For clinicians battling the persistent threat of fungal infections, Candida glabrata stands out as a formidable adversary, particularly due to its increasing resistance to frontline antifungal drugs like echinocandins. These drugs target 1,3-β-glucan synthase (GS), a crucial enzyme for fungal cell wall biosynthesis. In C. glabrata, GS is encoded by two functionally redundant paralogous genes, FKS1 and FKS2. Despite their importance as drug targets, the intricate regulation of their expression in various conditions – from lab cultures to the host environment – has remained poorly understood. A recent study by Irene Gonzalez-Jimenez, et al. in Erika Shor and David Perlin's Lab at the Center for Discovery & Innovation dives into this regulatory complexity, revealing insights that could reshape our understanding of C. glabrata pathogenesis and antifungal resistance.

            The researchers employed a multi-faceted approach, combining various techniques to unravel the layers of FKS1 and FKS2 regulation. Unlike previous studies that often relied solely on quantitative reverse-transcriptase PCR (qRT-PCR with single primer pairs), this investigation utilized fluorescent transcriptional reporters (degGFP, a short-lived variant of GFP, with a half-life of only 7 minutes), time-lapse microscopy, qRT-PCR with multiple primer pairs spanning the gene, protein analysis, and RNA-seq data mining. This comprehensive strategy allowed them to distinguish between transcriptional and post-transcriptional regulatory mechanisms, a distinction often missed in earlier work.

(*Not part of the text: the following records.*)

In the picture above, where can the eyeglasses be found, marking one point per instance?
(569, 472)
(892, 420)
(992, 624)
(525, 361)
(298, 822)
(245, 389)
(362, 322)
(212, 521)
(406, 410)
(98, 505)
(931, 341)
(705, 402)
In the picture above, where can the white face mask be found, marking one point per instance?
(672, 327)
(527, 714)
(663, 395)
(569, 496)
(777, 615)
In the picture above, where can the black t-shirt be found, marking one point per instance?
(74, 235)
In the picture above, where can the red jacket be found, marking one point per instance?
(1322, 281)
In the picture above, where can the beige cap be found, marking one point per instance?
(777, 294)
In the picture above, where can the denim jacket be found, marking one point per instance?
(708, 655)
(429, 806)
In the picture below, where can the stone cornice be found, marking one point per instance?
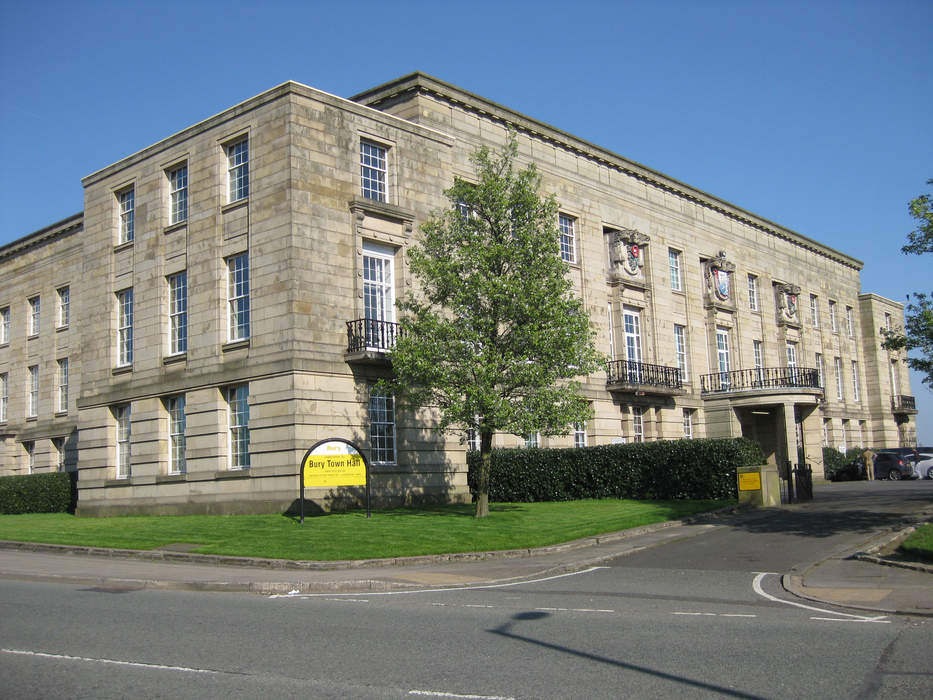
(421, 83)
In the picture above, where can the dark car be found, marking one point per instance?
(894, 466)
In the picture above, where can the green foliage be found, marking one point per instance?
(918, 331)
(669, 469)
(51, 492)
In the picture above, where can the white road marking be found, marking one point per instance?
(440, 590)
(138, 664)
(756, 584)
(442, 694)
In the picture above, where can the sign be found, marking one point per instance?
(333, 463)
(329, 463)
(750, 481)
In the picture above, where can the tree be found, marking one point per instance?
(918, 331)
(494, 336)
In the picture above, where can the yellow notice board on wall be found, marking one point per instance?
(333, 463)
(750, 481)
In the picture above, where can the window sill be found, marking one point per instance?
(175, 227)
(233, 206)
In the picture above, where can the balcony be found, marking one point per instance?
(370, 341)
(640, 378)
(761, 379)
(903, 404)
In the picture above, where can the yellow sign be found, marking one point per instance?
(334, 464)
(750, 481)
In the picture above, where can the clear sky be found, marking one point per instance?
(815, 114)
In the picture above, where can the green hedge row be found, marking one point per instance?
(670, 469)
(51, 492)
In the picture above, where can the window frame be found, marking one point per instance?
(238, 298)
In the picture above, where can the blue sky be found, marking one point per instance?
(815, 114)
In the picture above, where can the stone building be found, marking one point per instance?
(226, 299)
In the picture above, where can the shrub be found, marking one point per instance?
(665, 470)
(51, 492)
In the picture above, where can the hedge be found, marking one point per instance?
(665, 470)
(50, 492)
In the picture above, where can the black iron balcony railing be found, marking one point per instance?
(761, 378)
(643, 374)
(369, 334)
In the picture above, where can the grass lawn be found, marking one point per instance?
(389, 533)
(920, 543)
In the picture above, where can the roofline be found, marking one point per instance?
(66, 226)
(424, 83)
(289, 87)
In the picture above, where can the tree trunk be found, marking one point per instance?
(482, 485)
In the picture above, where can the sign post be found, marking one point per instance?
(332, 462)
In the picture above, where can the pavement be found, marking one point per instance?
(862, 576)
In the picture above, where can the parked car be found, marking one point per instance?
(893, 466)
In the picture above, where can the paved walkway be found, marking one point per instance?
(860, 577)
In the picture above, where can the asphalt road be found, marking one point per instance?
(704, 617)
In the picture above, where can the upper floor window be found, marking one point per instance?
(64, 307)
(127, 215)
(237, 171)
(673, 262)
(568, 238)
(178, 194)
(178, 313)
(125, 327)
(238, 297)
(4, 325)
(373, 171)
(753, 292)
(34, 316)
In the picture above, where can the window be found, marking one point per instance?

            Some of the study's key revelations:

• The study confirmed that both FKS1 and FKS2 promoter activities are regulated by the cell cycle, peaking during the Synthesis phase (S-phase). This makes biological sense, as GS is essential for building the cell wall of the growing bud. This finding is particularly notable for C. glabrata, as previous cell cycle synchronization methods used for Saccharomyces cerevisiae are not applicable.

• Differential Expression in Culture vs. Host:

  • Under standard laboratory culture conditions (e.g., exponential growth in YPD or SC medium), FKS1 is expressed at significantly higher levels than FKS2, with its promoter showing stronger activity. This corrects a previous contradictory report, which was found to have used misassigned primers.

  • Strikingly, this dynamic shifts dramatically in a host environment or under stress conditions. During the stationary phase (slow or non-growing phase) in culture and especially under host conditions (e.g., in macrophages or mouse kidneys), FKS2 is expressed at equivalent or even higher levels than FKS1. This suggests a role for FKS2 in adaptation to host-imposed stresses, such as nutrient limitation.

• Unveiling Post-Transcriptional Regulation of FKS2:

  • One of the most significant findings is the evidence for calcineurin-mediated post-transcriptional regulation of FKS2. While deletion of FKS1 (fks1∆ mutant) strongly induces FKS2 mRNA levels (over 10-fold in YPD culture using primers near the 5' end of the ORF), there was no corresponding increase in FKS2 promoter activity. This strongly suggests regulation occurs after transcription initiation, possibly through mRNA stabilization.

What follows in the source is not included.